Товарищи подобрали шапку, нахлобучили на разлохматившуюся голову Бунтова-отца, [42]заботливо отряхнули землю съ его суконной поддевки и, громко перекликаясь, разошлись въ разныя стороны.

Бунтовы, отецъ съ сыномъ, зашагали къ себѣ. Обоимъ было неловко и стыдно. Михайла не первый разъ видѣлъ отца пьянымъ до безчувствія. Онъ нерѣдко даже пользовался хмельной добротой старика, выпрашивалъ у него деньги на книги. Но теперь, когда случилось это передъ лицомъ училища, парень краснѣлъ и обижался. Илья Ивановичъ изо всѣхъ силъ старался придать себѣ бодрый видъ. Онъ сдерживалъ раскачиванія своего тѣла, поднималъ голову и усиленно кашлялъ.

Нѣкоторое время они шли молча.

Навстрѣчу имъ съ гикомъ пронеслись двѣ пары съ колокольчиками. Телѣги были полны шумящимъ народомъ. Высоко подпрыгивая отъ быстрой ѣзды по кочкамъ, бабы махали платками и пронзительно высокими голосами пѣли «Разлуку».

На передней подводѣ правилъ стоя мужикъ, въ бабьемъ нарядѣ поверхъ шубы, и пьянымъ, охрипшимъ голосомъ выкрикивалъ ругательства. Лошади, всѣ въ мылѣ, со сбившимися набокъ шлеями, съ разбитой упряжью, неслись въ махъ. Задняя пара безъ кучера озлобленно скакала вслѣдъ за первой.

— Вотъ, учись, сынокъ, какъ лошадей гадить! — говорилъ Илья Ивановичъ Михайлѣ, провожая мутнымъ взглядомъ пролетѣвшій поѣздъ.

— Ваську Карюшкина женятъ, — сказалъ Михайла, — не хотѣлось ему... да отецъ пригрозилъ: запорю, говоритъ, до смерти...
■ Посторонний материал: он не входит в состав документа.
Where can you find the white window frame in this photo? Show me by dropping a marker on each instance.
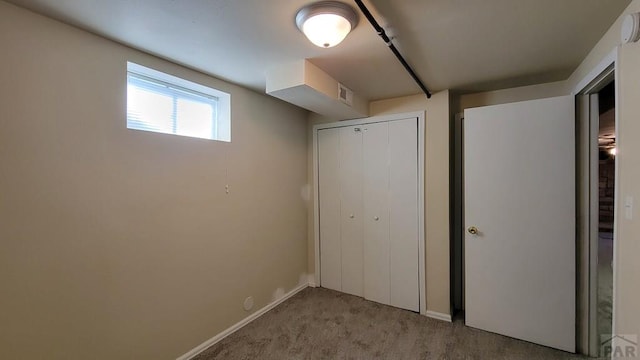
(223, 123)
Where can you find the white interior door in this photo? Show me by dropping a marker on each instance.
(351, 209)
(329, 208)
(519, 176)
(403, 214)
(376, 212)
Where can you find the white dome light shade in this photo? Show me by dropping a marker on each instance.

[43] — Ишь ты, молокососъ, не хотѣлось?

— Хотѣлъ въ ученье куда ни есть податься, уходилъ тихонько на стеклянный заводъ къ графу, на мельницѣ паровой былъ, нигдѣ не взяли. Ужъ и пьяный, сказываютъ, напился передъ заручкой-то... буянилъ все... Все равно, говоритъ, въ солдаты пойду, подъ японца... не возьмутъ — такъ охотой. Насилу уломали... Точь въ точь, какъ нашъ Антонъ...

При этихъ словахъ Илья Ивановичъ встрепенулся и значительно протрезвѣлъ: точно что ударило его по больному мѣсту.
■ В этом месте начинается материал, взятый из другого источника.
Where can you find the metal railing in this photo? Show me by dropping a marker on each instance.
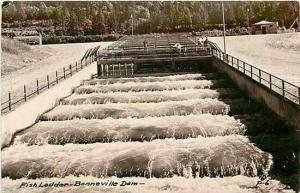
(10, 100)
(287, 90)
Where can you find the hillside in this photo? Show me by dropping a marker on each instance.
(22, 64)
(17, 55)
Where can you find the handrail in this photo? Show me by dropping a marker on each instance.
(286, 89)
(23, 94)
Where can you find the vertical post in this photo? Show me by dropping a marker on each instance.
(56, 75)
(25, 95)
(270, 81)
(48, 84)
(224, 29)
(131, 24)
(299, 95)
(37, 87)
(9, 101)
(70, 68)
(283, 92)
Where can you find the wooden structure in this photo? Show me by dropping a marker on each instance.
(156, 50)
(264, 27)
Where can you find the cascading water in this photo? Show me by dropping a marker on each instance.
(168, 127)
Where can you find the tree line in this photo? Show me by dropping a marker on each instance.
(103, 17)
— Антонъ! Антошка! — вскрикнулъ онъ яростно. — Ну, этого скоро не уломаешь. Вѣдь онъ — Бунтовъ! Да и я не Карюшкинъ! Я ему покажу, какъ отцу супротивничать! Я...

— Тятенька, да вѣдь Антошкѣ-то ужъ другой годъ женатому бы надо быть, а онъ... — заговорилъ было сынъ.

— А онъ своевольничаетъ? Съ Бѣленькими связался!.. Съ ворами!.. Ты вотъ что, Миша, святая душа, ты скажи ему, уговори. У меня, братъ, по семьсотъ припасено на васъ на каждаго, окромя всего... чистыми... Не послушаетъ — прокляну! Я ему и невѣсту намѣтилъ... краля!